Open to Honors students. (3). (NS).
Section 001 – Concepts in Twentieth Century Physics. The
revolutionary concepts that have developed within this century
and that are now the basis for our understanding of the physical
world are presented and discussed. Following a brief summary of
definitions and principles of classical physics, Einstein's Special
Relativity and then quantum mechanics will be introduced and discussed.
We will then study the elementary particles that comprise, and the fundamental forces that govern the functioning of the Universe, including concepts such as parity and time reversal non-conservation.
The course concludes with an introduction to astrophysics and cosmology. The course emphasis is on concepts and ideas; no prior
physics nor advanced math are required. One goal of the course
is to increase the "Scientific Literacy" of students
not otherwise studying science. The classes will mostly be informal
lectures. A field trip to the Fermi National Accelerator laboratory
will be arranged for late in the term. Readings from the text: The Great Design; Particles, Fields, and Creation (Robert
K. Adair; Oxford, 1987) will be assigned. Two book reports, a
term paper, occasional homework assignments, a midterm, and a
final exam will be the basis for the course grades. (Jones)
Section 002 – The Great Ideas of Physical Science. This seminar may be viewed as a physical science equivalent of Great Books. Its aim is to examine the great ideas of the physical sciences from the 13th century to the present, to see them in the context of their own time, to gauge their impact upon succeeding generations, and to assess their role in the cultural development of this century. The main prerequisite is a curiosity about scientific ideas and a willingness to put as much reading time into the course as would be expected for either the Great Books or one on the history of the novel. A background in introductory physics, chemistry, astronomy and calculus will be helpful, but is not necessary. There will be two ninety-minute discussions per week, together with such other modes of discourse as seen possible and appropriate. Each student makes at least two presentations during the term, in addition to four essays of 2500 words and three of 4000-5000 words on various pragmatic or philosophical themes. Grades will be based upon papers and, to a lesser degree, in-class contributions. It should be noted that by far the majority of students are non-science majors. WL:3 (Dunn)

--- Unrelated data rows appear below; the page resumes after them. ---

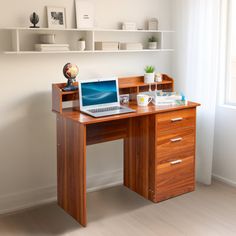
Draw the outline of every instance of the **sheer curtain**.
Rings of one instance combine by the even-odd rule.
[[[201,103],[197,118],[197,179],[205,184],[211,184],[212,175],[220,7],[220,0],[176,0],[173,9],[177,35],[174,74],[187,99]]]

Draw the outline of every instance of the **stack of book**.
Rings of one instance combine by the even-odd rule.
[[[184,95],[176,92],[162,92],[157,90],[145,92],[145,94],[152,97],[152,103],[156,106],[185,105],[186,102]]]
[[[69,44],[35,44],[36,51],[69,51]]]
[[[116,51],[118,49],[118,42],[95,42],[95,50]]]
[[[142,50],[143,45],[142,43],[121,43],[120,49],[121,50]]]
[[[155,105],[175,105],[177,101],[184,101],[184,96],[175,92],[156,92],[153,97]]]

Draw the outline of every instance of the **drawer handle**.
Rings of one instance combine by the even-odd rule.
[[[177,164],[180,164],[182,162],[183,162],[182,160],[176,160],[176,161],[172,161],[170,164],[171,165],[177,165]]]
[[[170,141],[172,142],[172,143],[176,143],[176,142],[180,142],[180,141],[182,141],[183,140],[183,138],[172,138]]]
[[[171,119],[171,122],[177,122],[177,121],[181,121],[181,120],[183,120],[183,118],[178,117],[178,118]]]

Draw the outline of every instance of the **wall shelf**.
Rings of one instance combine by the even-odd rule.
[[[50,28],[24,28],[8,27],[1,28],[10,34],[12,43],[5,54],[87,54],[87,53],[134,53],[134,52],[172,52],[169,34],[174,31],[169,30],[121,30],[121,29],[50,29]],[[69,44],[69,51],[35,51],[34,45],[40,43],[40,34],[55,34],[56,43]],[[151,36],[158,39],[158,48],[155,50],[147,49],[147,41]],[[86,50],[77,50],[77,40],[84,38],[86,41]],[[143,44],[143,50],[95,50],[96,41],[117,41],[117,42],[140,42]]]

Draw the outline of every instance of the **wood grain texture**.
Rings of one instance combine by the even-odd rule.
[[[148,199],[149,159],[155,155],[155,116],[128,121],[128,137],[124,141],[124,185]]]
[[[89,115],[86,115],[86,114],[80,112],[79,108],[68,108],[68,109],[63,109],[62,116],[67,118],[67,119],[72,119],[72,120],[74,120],[76,122],[79,122],[79,123],[82,123],[82,124],[98,124],[98,123],[101,123],[101,122],[121,120],[121,119],[138,117],[138,116],[147,116],[147,115],[152,115],[152,114],[161,114],[161,113],[163,113],[163,115],[164,115],[165,113],[171,112],[171,111],[183,111],[183,113],[185,113],[185,110],[186,110],[186,112],[189,113],[188,110],[190,108],[196,108],[199,105],[200,104],[198,104],[198,103],[188,102],[187,105],[158,107],[158,106],[150,104],[147,107],[139,107],[137,105],[137,103],[134,102],[134,103],[129,104],[129,107],[135,110],[135,112],[133,112],[133,113],[94,118],[94,117],[91,117]],[[175,116],[173,116],[173,117],[175,117]],[[191,119],[191,118],[189,118],[189,119]],[[179,126],[179,124],[177,124],[177,123],[172,124],[172,127],[175,128],[176,126]],[[170,121],[164,123],[164,126],[166,126],[167,128],[170,125],[171,125]],[[186,125],[187,125],[186,123],[182,124],[182,126],[186,126]]]
[[[173,142],[174,139],[181,140]],[[157,134],[156,145],[158,164],[194,156],[195,128],[173,129],[166,133]]]
[[[123,139],[127,131],[126,119],[87,125],[87,145]]]
[[[156,117],[158,123],[158,133],[171,131],[177,128],[194,127],[196,119],[196,109],[180,109],[173,112],[158,114]],[[172,119],[178,118],[182,118],[182,120],[172,121]]]
[[[132,76],[119,78],[119,90],[120,94],[137,94],[142,91],[148,91],[149,84],[144,83],[143,76]],[[78,86],[78,82],[74,83],[75,86]],[[66,86],[66,83],[57,83],[52,84],[52,110],[54,112],[62,113],[63,110],[63,102],[68,101],[78,101],[79,100],[79,92],[69,91],[64,92],[62,88]],[[174,80],[168,75],[163,75],[162,82],[154,82],[152,84],[152,89],[162,89],[168,91],[174,91]],[[136,99],[136,96],[131,96],[133,99]],[[72,107],[75,107],[73,104]]]
[[[170,162],[156,168],[156,202],[191,192],[195,188],[195,158],[182,159],[182,163]]]
[[[86,127],[57,115],[58,205],[86,226]]]

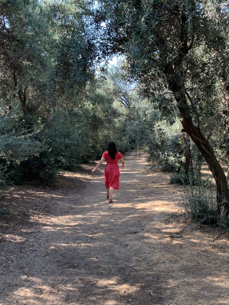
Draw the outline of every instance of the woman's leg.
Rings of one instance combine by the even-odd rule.
[[[107,196],[109,197],[110,196],[110,188],[107,189]]]
[[[113,195],[113,193],[114,193],[114,188],[111,187],[110,188],[110,191],[109,192],[109,199],[111,199],[112,196]],[[107,193],[107,194],[108,193]]]

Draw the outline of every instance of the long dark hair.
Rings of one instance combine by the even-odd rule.
[[[115,157],[115,155],[118,152],[118,150],[115,143],[114,141],[110,141],[108,143],[107,150],[109,156],[111,159],[114,159]]]

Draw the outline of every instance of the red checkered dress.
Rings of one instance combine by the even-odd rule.
[[[118,163],[118,159],[122,158],[122,155],[118,152],[114,159],[112,159],[107,151],[103,154],[103,158],[105,158],[107,162],[104,171],[104,183],[106,188],[114,188],[116,190],[119,189],[120,173]]]

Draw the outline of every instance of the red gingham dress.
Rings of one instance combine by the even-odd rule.
[[[122,156],[119,152],[116,153],[114,159],[111,159],[107,151],[103,154],[103,158],[105,158],[107,162],[104,170],[104,183],[106,188],[114,188],[116,190],[119,189],[120,173],[118,163],[118,159]]]

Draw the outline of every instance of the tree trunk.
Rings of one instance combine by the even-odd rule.
[[[192,159],[191,152],[191,143],[189,137],[187,134],[184,133],[183,135],[184,140],[184,154],[185,155],[185,175],[187,175],[190,172],[193,172]]]
[[[214,154],[208,140],[201,132],[200,128],[195,126],[190,115],[185,90],[181,84],[180,76],[176,75],[171,65],[165,66],[164,72],[166,76],[170,89],[173,92],[177,103],[177,106],[182,117],[181,124],[187,133],[194,142],[208,164],[216,183],[216,201],[218,207],[222,205],[227,218],[229,211],[229,189],[224,170]],[[174,76],[171,77],[171,75]]]
[[[227,160],[227,185],[229,185],[229,138],[225,138],[225,144],[226,148],[226,155]]]

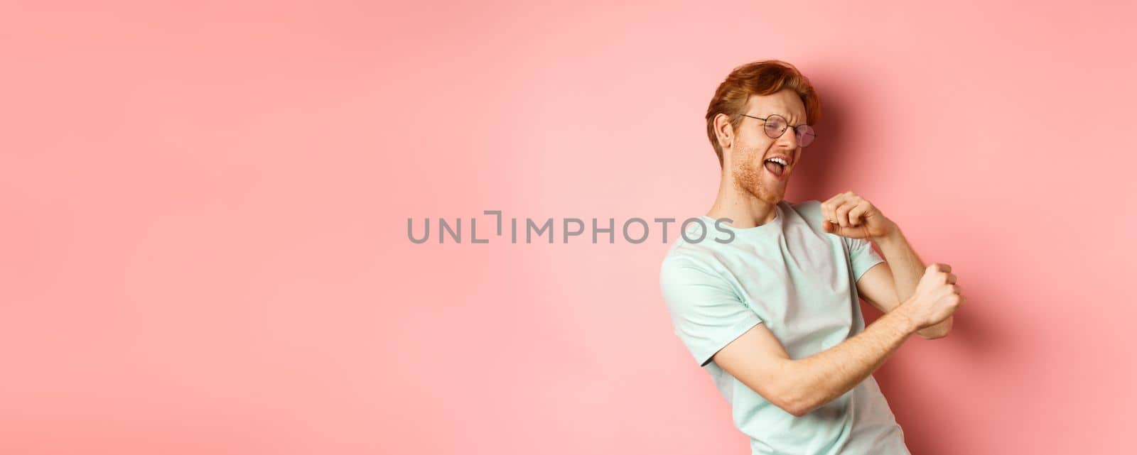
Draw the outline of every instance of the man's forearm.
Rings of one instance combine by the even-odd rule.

Section 003 – Race and Racism. This course examines the relationship between science and racist social policies historically
and in the present day. Through a focus on polygeny, eugenics, the holocaust, and the relationships between race and intelligence
and crime, the course particularly examines how anthropological
work has been used and abused in socio-political arenas. During the course we will grapple with questions about the existence
and definition of race, the validity of various biological claims
for racial differences in behavior and the consequences of basing
social policy on these claims. Students will come to appreciate
how the worlds of science, politics, and society are interrelated
and how their relationship has been used to undermine and sometimes
promote different racial and ethnic groups. Requirements: Class
participation is required. Students will be responsible for presentations/leading
class discussion after the fourth week and for a written version
of their presentation. There will be a final take-home exam. (Caspari)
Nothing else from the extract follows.